CHAPTER IX.
“How fain are we to turn our backs on that which likes us not.”

It struck me at the time as a remarkable coincidence that after walking about fifty yards we should come across a droschki, into which we all stepped, being driven away without a word of explanation to the driver, unless a peculiar, thrice-repeated nod by Ivan be considered sufficient explanation.

It would be useless to pretend that our drive was in every respect a comfortable one. The droschki was, in the first place, so small that we had to sit on each other’s knees. And it was so shaky that we had to hold on to each other to avoid turning a somersault on to the roadway. But that was not the fault of the droschki. The ill-used vehicle was compelled to do duty as a sledge in winter. In summer the runners were unshiped and laid to rest for a few months, while the clumsy wheels were hauled out of their hiding-place and tied to the body of the droschki with ropes. When you take a carriage of this description, and drive it helter-skelter through streets paved with rough round cobble-stones, the result cannot be expected to be conducive to comfort.

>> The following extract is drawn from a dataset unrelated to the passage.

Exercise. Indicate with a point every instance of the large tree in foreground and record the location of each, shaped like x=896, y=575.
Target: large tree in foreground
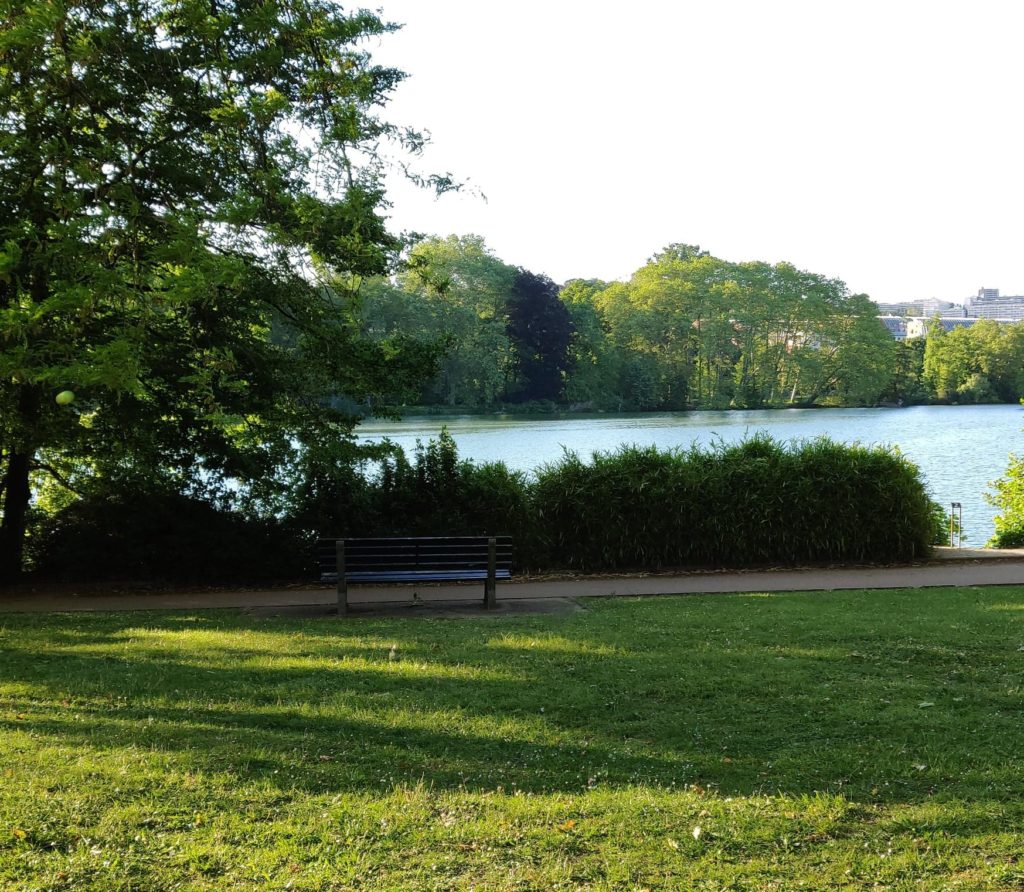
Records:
x=173, y=174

In my case, the miseries of that drive were intensified, as I was already feeling very sick, in consequence of having been rash enough to cap my first cigarette with a second one. But it was all in the interests of patriotism and freedom, and the memory of the sufferings of that day and night has been wiped out by the recollection of their satisfactory ending.

We had been driving, as nearly as I can remember, about half an hour, having branched off from the streets into the public park known as Peter the Great’s Gardens, when our driver drew his horse up close to the edge of some dark, stagnant water. We were beside the new Mole. The last remnant of daylight was now gone, so far as it does go altogether in these latitudes in summer. But we were quite able to see that in the huge basin before us lay hundreds of steamers of various nationalities, in one of which at least we hoped to find a haven of refuge.

Seeing us get out of the droschki, several uncouth-looking boatmen, dressed in bright-colored print shirts, immediately importuned us to employ them. After a little preliminary bargaining between them and the droschki-driver, the two least villainous-looking boatmen were employed to row our party to an English steamer named the Beacon.

A liberal douceur was given to the driver by Ivan. We stepped into the gaudily-painted boat, carrying our scanty store of luggage with us; the men bent to their oars, and we were soon skimming the surface of the Mole, while the sounds of the droschki’s wheels died away in the distance.

“Keep a sharp lookout,” muttered Ivan in English. “These fiendish boatmen would brain us all, and pitch us into the water, if they thought that, by catching us unawares, they could land a few roubles and a watch or two. That sort of thing often happens, but none of the villains are ever brought to book. They bolt off to their winter quarters as soon as they have done a stroke of that sort of business, and when they come back in the next boating season the whole affair has been forgotten by the officials.”

After this, I sat with my eyes glued on the boatmen, anxiously noting what a number of ships we had to pass before we reached the one we wanted, and wildly longing for the time when I could bid an eternal farewell to misery-haunted Russia. I supposed, the Beacon being in the inner Mole, the men would be rowing half an hour before they reached it. To me the time seemed an age ere we pulled up beside a black-looking steamer, and one of the men shouted “Ahoy!” to the watchman on deck. There was a speedy reply to the summons, three or four dark heads popping themselves over the side to have a look at us. There were no questions asked, and it almost seemed to me as if we had been expected, though one could not complain of the preparations for our reception being too elaborate. A rope-ladder hung from the ship’s side, and for a moment my heart sank within me, when I was told that this was the only means of boarding our ark of safety.

Trischl confessed to me afterward that she almost fainted at what seemed to her to be courting certain death. But we were both possessed by an even greater dread than that of falling back into the water, and nerved ourselves to appear as “manly” and unconcerned as possible, lest our terror should betray how totally unused to our present surroundings we were. As for madame, she seemed to be endowed with super-human courage and calmness.